For thinking about some of these general issues, I recommend my article, Learning about networks using sampling, published in 2017 in the Journal of Survey Statistics and Methodology.

I did some quick searching on the topic and found this paper, Perceptions of others’ opinions as a component of public opinion, by Carroll Glynn, published in 1989 in the journal Social Science Research:

This study investigates some relationships between stated opinions and perceptions of others’ opinions, clarifying certain ambiguities in the use of perceptual approaches in public opinion research. The study provides evidence that respondents perceive others as similar to themselves in opinions and values, suggesting support for the “looking glass hypothesis.” However, there was also evidence of an “ideological bias”—respondents tend to see neighbors as having more conservative opinions than their own and to see others living in the city as having more liberal opinions than their own. The study indicates that perceptions are important in understanding public opinion mechanisms but that we are far from a full understanding of the underlying process involved.

Also this paper, Social sampling explains apparent biases in judgments of social environments, by Mirta Galesic, Henrik Olsson, and Jörg Rieskamp, published in 2012 in Psychological Science:

How people assess their social environments plays a central role in how they evaluate their life circumstances. Using a large probabilistic national sample, we investigated how accurately people estimate characteristics of the general population. For most characteristics, people seemed to underestimate the quality of others’ lives and showed apparent self-enhancement, but for some characteristics, they seemed to overestimate the quality of others’ lives and showed apparent self-depreciation.

I imagine there must be some literature on the technique of asking survey questions about family/friends/neighbors and how to adjust the resulting data to get estimates for the general population.
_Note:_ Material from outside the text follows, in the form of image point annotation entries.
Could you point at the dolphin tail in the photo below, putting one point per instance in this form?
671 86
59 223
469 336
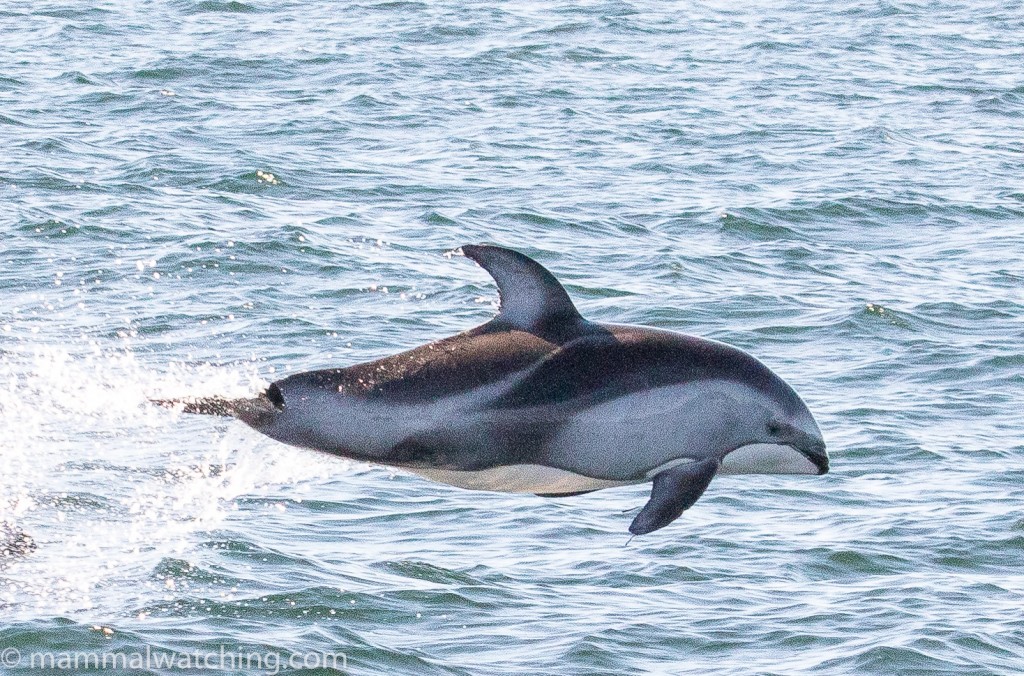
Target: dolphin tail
256 412
206 406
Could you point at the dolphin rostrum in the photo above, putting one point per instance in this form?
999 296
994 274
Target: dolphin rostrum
540 399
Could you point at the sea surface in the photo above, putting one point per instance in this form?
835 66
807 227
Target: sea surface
198 198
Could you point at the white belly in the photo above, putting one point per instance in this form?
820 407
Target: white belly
518 478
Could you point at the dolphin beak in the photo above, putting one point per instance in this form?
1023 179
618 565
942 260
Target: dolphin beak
812 447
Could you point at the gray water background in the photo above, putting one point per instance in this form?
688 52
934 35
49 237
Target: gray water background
197 198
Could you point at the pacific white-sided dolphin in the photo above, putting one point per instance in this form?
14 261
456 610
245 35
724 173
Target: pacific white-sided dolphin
13 542
540 399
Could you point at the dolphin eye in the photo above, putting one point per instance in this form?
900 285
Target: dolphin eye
276 398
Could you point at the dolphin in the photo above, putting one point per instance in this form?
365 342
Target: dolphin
540 399
13 542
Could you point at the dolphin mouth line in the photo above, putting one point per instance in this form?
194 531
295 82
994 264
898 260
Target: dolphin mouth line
815 453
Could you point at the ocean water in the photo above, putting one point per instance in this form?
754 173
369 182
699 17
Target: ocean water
197 198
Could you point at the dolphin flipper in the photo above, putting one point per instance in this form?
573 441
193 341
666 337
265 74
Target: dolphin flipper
675 491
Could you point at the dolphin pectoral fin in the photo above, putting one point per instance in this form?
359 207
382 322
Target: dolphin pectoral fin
531 299
675 491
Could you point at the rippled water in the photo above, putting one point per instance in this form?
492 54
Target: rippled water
199 197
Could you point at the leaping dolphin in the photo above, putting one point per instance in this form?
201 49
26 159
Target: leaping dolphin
540 399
But I’m not sure where to look, and I couldn’t find any references on the topic. Googling “neighbors” in the survey research literature gets me lots of references on neighborhood effects in sociology; googling “neighbors” and “sampling” takes me to nearest-neighbor methods in statistics and machine learning; googling “network sampling” takes me to the computer science literature . . . nothing on how to survey people and ask about their neighbors.

P.P.S. In comments, Isaac Maddow-Zimet points to this article from 2019, Evaluating sampling biases from third-party reporting as a method for improving survey measures of sensitive behaviors, by Stéphane Helleringer, Jimi Adams, Sara Yeatman, and James Mkandawire, which states:

Survey participants often misreport their sensitive behaviors (e.g., smoking, drinking, having sex) during interviews. Several studies have suggested that asking respondents to report the sensitive behaviors of their friends or confidants, rather than their own, might help address this problem. This is so because the “third-party reporting” (TPR) approach creates a surrogate sample of alters that may be less subject to social desirability biases. However, estimates of the prevalence of sensitive behaviors based on TPR assume that the surrogate sample of friends is representative of the population of interest. . . . we suggest approaches to strengthen estimates of the prevalence of sensitive behaviors obtained from TPR.

Interesting. With election polling, the issues are slightly different. We have no reason to expect systematic misreporting of vote preferences; rather, our concern is differential nonresponse: in 2024, this would be Republican voters being less likely than Democratic voters to respond to the survey in the first place.

So the motivation for asking about friends and neighbors in an election poll with concerns about nonresponse is different from the motivation for asking about friends and neighbors in a social survey with concerns about insincere responses. Still, there should be some common lessons from these two different problems.